M. Roland Courteau. - Cet amendement rétablit le quatrième pilier de la proposition de loi : la création d'une infraction de recours à la prostitution d'une personne majeure, punie de la peine d'amende prévue pour les contraventions de cinquième classe ; la récidive serait punie d'une amende de 3.750 euros.
Cet article est indispensable à l'équilibre et à la cohérence du texte de loi. Il réaffirme clairement la position abolitionniste de la France et permet d'affirmer concrètement que nul n'est en droit d'exploiter la précarité et la vulnérabilité, ni de disposer du corps d'autrui pour lui imposer un acte sexuel par l'argent.
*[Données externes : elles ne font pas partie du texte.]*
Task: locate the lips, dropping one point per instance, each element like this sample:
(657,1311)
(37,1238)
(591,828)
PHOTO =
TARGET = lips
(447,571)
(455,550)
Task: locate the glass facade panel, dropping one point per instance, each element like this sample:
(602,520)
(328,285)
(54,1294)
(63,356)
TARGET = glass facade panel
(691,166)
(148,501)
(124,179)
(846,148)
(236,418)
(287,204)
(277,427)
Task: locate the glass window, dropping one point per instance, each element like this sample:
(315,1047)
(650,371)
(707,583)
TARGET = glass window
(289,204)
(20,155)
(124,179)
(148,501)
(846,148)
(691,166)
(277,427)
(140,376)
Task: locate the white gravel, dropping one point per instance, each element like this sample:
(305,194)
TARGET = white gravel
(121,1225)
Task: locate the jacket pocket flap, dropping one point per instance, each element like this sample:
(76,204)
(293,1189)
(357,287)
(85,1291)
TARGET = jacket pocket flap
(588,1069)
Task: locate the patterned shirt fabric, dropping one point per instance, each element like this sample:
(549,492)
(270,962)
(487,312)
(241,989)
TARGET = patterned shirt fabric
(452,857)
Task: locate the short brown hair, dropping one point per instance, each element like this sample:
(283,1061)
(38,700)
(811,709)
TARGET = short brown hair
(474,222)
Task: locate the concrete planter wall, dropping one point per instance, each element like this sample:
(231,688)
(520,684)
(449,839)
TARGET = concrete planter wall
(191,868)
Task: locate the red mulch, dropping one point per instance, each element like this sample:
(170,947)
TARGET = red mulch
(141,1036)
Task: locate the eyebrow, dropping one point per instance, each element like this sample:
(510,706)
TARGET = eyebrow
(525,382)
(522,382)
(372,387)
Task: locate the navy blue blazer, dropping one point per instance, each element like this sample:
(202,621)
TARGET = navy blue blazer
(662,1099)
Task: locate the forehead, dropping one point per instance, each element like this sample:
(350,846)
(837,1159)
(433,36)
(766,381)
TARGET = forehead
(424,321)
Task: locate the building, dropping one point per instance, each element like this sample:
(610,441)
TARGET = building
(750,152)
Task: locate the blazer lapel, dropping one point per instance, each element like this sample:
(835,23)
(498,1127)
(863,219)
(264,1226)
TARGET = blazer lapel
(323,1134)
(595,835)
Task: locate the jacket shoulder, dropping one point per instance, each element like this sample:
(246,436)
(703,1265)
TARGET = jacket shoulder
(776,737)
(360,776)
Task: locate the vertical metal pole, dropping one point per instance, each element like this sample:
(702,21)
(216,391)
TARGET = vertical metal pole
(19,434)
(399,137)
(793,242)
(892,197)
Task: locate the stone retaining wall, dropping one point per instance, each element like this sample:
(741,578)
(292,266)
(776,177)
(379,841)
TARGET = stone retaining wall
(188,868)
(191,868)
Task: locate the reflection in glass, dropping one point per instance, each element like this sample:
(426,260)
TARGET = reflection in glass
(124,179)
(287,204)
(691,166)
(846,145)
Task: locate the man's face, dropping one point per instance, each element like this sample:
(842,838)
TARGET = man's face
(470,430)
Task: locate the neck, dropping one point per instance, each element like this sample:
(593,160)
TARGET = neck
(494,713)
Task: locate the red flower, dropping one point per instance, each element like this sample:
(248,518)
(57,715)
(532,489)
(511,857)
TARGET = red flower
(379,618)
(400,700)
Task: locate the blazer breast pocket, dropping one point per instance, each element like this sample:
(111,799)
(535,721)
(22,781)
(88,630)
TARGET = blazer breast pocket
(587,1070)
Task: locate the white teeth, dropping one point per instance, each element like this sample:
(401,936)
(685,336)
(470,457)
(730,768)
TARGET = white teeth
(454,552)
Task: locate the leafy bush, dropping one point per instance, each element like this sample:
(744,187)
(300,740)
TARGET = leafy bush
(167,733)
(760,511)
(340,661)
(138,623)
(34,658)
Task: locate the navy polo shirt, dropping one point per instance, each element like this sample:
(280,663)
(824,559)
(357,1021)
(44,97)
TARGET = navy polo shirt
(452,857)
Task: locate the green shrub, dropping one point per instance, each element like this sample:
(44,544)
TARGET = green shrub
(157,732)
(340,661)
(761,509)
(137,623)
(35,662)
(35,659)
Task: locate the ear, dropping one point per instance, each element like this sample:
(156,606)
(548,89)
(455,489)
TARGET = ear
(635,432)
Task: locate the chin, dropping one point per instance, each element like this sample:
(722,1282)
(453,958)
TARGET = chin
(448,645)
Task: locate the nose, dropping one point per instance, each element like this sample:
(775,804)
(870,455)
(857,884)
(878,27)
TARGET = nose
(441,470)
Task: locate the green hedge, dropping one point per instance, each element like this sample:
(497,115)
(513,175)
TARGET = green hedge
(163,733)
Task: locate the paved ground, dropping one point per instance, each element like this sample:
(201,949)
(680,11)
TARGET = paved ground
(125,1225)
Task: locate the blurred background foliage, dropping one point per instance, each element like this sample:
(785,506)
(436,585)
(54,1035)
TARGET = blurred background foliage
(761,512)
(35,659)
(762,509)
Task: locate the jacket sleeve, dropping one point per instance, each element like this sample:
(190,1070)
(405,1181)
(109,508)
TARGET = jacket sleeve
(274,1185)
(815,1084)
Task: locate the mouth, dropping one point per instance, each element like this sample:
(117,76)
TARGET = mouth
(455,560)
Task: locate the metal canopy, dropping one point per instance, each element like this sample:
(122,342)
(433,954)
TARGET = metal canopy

La prostitution contrevient au principe d'égalité entre les hommes et les femmes. Si 85 % des 20 000 à 40 000 personnes prostituées en France sont des femmes, 99 % des clients sont des hommes.
La prostitution heurte plusieurs principes fondamentaux de notre droit, en premier lieu, le préambule de la Convention des Nations unies pour la répression de la traite des êtres humains et de l'exploitation de la prostitution d'autrui.
En Suède où, en application de la loi du 4 juin 1998 modifiée par la loi du 12 mai 2011, l'achat d'actes sexuels est puni d'une amende et d'une peine d'emprisonnement, la prostitution de rue a été divisée par deux en dix ans. Rien n'indique que la prostitution dans des lieux fermés ait augmenté du fait de l'interdiction, ni que des personnes qui se prostituaient autrefois dans la rue s'y soient repliées.
Envoyons un signal fort aux réseaux de proxénétisme. Nous faisons le pari qu'en attaquant la demande, nous les dissuaderons d'investir sur notre territoire.